Cost-Minimized Label-Flipping Poisoning Attack to LLM Alignment
Shigeki Kusaka 1, Keita Saito 1, Mikoto Kudo 1,2, Takumi Tanabe 3, Akifumi Wachi 3, Youhei Akimoto 1,2,4
Published on arXiv
2511.09105
Data Poisoning Attack
OWASP ML Top 10 — ML02
Training Data Poisoning
OWASP LLM Top 10 — LLM03
Key Finding
The proposed post-processing method significantly reduces the number of label flips required to achieve a target poisoning effect, particularly effective when dataset size greatly exceeds reward model feature dimension.
Poisoning Cost Minimization (post-processing)

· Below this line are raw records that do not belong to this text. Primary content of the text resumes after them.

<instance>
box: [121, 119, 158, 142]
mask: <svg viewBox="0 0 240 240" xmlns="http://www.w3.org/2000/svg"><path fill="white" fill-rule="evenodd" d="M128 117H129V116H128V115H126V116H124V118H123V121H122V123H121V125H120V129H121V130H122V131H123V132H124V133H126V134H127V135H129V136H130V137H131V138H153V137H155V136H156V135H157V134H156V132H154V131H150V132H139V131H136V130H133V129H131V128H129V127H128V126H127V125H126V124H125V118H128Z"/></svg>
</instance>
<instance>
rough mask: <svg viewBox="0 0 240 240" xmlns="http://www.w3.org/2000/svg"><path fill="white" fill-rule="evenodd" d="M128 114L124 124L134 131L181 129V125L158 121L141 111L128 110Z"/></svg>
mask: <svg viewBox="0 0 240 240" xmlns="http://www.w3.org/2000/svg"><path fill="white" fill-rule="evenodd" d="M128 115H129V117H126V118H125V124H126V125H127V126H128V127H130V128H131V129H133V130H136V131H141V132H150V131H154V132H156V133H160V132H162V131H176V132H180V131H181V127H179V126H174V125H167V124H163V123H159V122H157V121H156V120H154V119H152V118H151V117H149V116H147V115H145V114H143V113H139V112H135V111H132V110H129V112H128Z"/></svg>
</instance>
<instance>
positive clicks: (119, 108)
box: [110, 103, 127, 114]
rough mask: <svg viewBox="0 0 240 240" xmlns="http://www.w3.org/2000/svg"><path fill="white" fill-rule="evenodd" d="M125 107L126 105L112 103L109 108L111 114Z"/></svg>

Novel technique introduced
Large language models (LLMs) are increasingly deployed in real-world systems, making it critical to understand their vulnerabilities. While data poisoning attacks during RLHF/DPO alignment have been studied empirically, their theoretical foundations remain unclear. We investigate the minimum-cost poisoning attack required to steer an LLM's policy toward an attacker's target by flipping preference labels during RLHF/DPO, without altering the compared outputs. We formulate this as a convex optimization problem with linear constraints, deriving lower and upper bounds on the minimum attack cost. As a byproduct of this theoretical analysis, we show that any existing label-flipping attack can be post-processed via our proposed method to reduce the number of label flips required while preserving the intended poisoning effect. Empirical results demonstrate that this cost-minimization post-processing can significantly reduce poisoning costs over baselines, particularly when the reward model's feature dimension is small relative to the dataset size. These findings highlight fundamental vulnerabilities in RLHF/DPO pipelines and provide tools to evaluate their robustness against low-cost poisoning attacks.
Key Contributions
- First theoretical analysis of minimum-cost label-flipping attacks during RLHF/DPO alignment, formulated as a convex optimization problem with derived lower and upper bounds
- Post-processing method applicable to any existing label-flipping attack to reduce the number of required label flips while preserving the poisoning effect
- Empirical validation showing significant cost reduction over baselines, especially when reward model feature dimension is small relative to dataset size
🛡️ Threat Analysis
Core contribution is a label-flipping attack on preference training data — the attacker corrupts the RLHF/DPO dataset by flipping preference labels to steer the resulting LLM policy toward a target, which is a canonical data poisoning attack.